Students deserve more than a hollowed out college experience
College experience is not simply about lectures or tutorials, although these are very important, it is also about meaningful learning and engagement beyond the classroom. File picture: Denis Minihane
The news broke in recent days that the minister for higher education, James Lawless, intends to ask third-level institutions to compress their lecturing days, to reduce the time that students spend commuting to their colleges.
This, on the face of it, would indicate concern with the many hours that third-level students spend on buses, trains and other public transport rather than in their lecture halls.
This, according to the minister, is to reduce the number of days students have on campus and, therefore, reduce the number of hours they spend in transit. It indicates a minister for higher education who is completely out of touch with how student life, and student learning, works.
There is no doubt that for many of our students long commutes impact on their university experience. This is not because they want to continue living at home but because it has become impossible to find suitable and affordable accommodation in the cities and towns in which our third-level institutions are located.
So the solution, apparently, is not to facilitate the building of more student accommodation but to reduce the student commute to three days a week, from five.
There isn't any lecturer that would deny these long commutes impact on the physical, mental and emotional wellbeing of our students, however, the solution is not compressing their lectures to fewer days per week, rather it should be to ensure that they can live close to where they go to college.
College experience is not simply about lectures or tutorials, although these are very important, it is also about meaningful learning and engagement beyond the classroom.
Students begin their studies as 18-year-olds, just out of secondary school, and end their studies as young adults. In between they do a lot of growing up.
As well as lectures and tutorials, the real college experience should include extracurricular engagement and social development.
By extracurricular engagement I mean joining student societies which allow involvement in a wide range of activities from archaeology, film, dance, science fiction, to overseas volunteering and of courses, sports societies.
In fact, our biggest university at UCD has over 80 different student societies. These allow students to engage with new interests, deepen existing ones, develop social networks, and make friends for life.

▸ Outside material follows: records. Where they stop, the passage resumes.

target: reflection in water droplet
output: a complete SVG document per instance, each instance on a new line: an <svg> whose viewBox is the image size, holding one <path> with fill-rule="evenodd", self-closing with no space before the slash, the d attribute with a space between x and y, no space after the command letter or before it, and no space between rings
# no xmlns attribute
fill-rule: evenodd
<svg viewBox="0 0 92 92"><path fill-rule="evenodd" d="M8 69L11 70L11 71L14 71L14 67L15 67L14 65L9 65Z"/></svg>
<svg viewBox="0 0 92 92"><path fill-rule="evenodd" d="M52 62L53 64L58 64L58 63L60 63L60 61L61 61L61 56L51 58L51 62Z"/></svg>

There are also the debating societies. TCD has the oldest university debating society in the world, the College Historical Society (the Hist) which was founded in 1770, UCD has the Literary and Historical Society (the L and H), UCC has the Philosophical Society (the Phil), UL has the Philosophy & Debating Society.
Here students hone their critical skills in debate and discussion; it’s where many barristers, journalists and others gain the skills which will benefit their professional careers.
Politicians too, minister Lawless should be reminded, often get their start in the student branches of political parties where they learn the cut and thrust of political debate and organising. Aspiring journalists get their start on student newspapers and websites.
Activism is another aspect of student life that would not thrive in a hollowed out, compressed student experience. LGBTI+, feminist and civil liberties groups organise campaigns on campus, and participate in national campaigns.
Students' unions are central to the student experience. Members campaign for better housing, lower fees, better access to health and childcare for students, safety on campus, as well on issues of national and global concern, including anti-racism campaigns, anti-war campaigns, gender equality and LGBTI+ campaigns.
My first steps as a feminist were taken within the students' union. It was here I learned how to be a feminist activist and that experience had as much impact on my career as my degree in history.
Sometimes students find their life choices/profession choice not in the lecture theatre but in their extracurricular activities.
A compressed, hollowed out experience of university or college, where you only attend to get all your lectures over a curtailed number of days, with no time for other experiences, or long lunches to discuss what you’ve just heard in class, or to attend meetings of your society or club is not the full, holistic, critical experience our students deserve.
Many students already work part time to fund their college career which can take from their ability to fully engage with life on campus; condensing timetables would make this even worse.
So, it’s a no to condensed timetables; rather build more student housing to take the pressure off accommodating students, create spaces for students to learn and thrive, give students the experience previous generations had, not the pastiche of a third-level experience the minister suggests.
- Mary McAuliffe is a historian and lecturer in Gender Studies and Social Justice at UCD.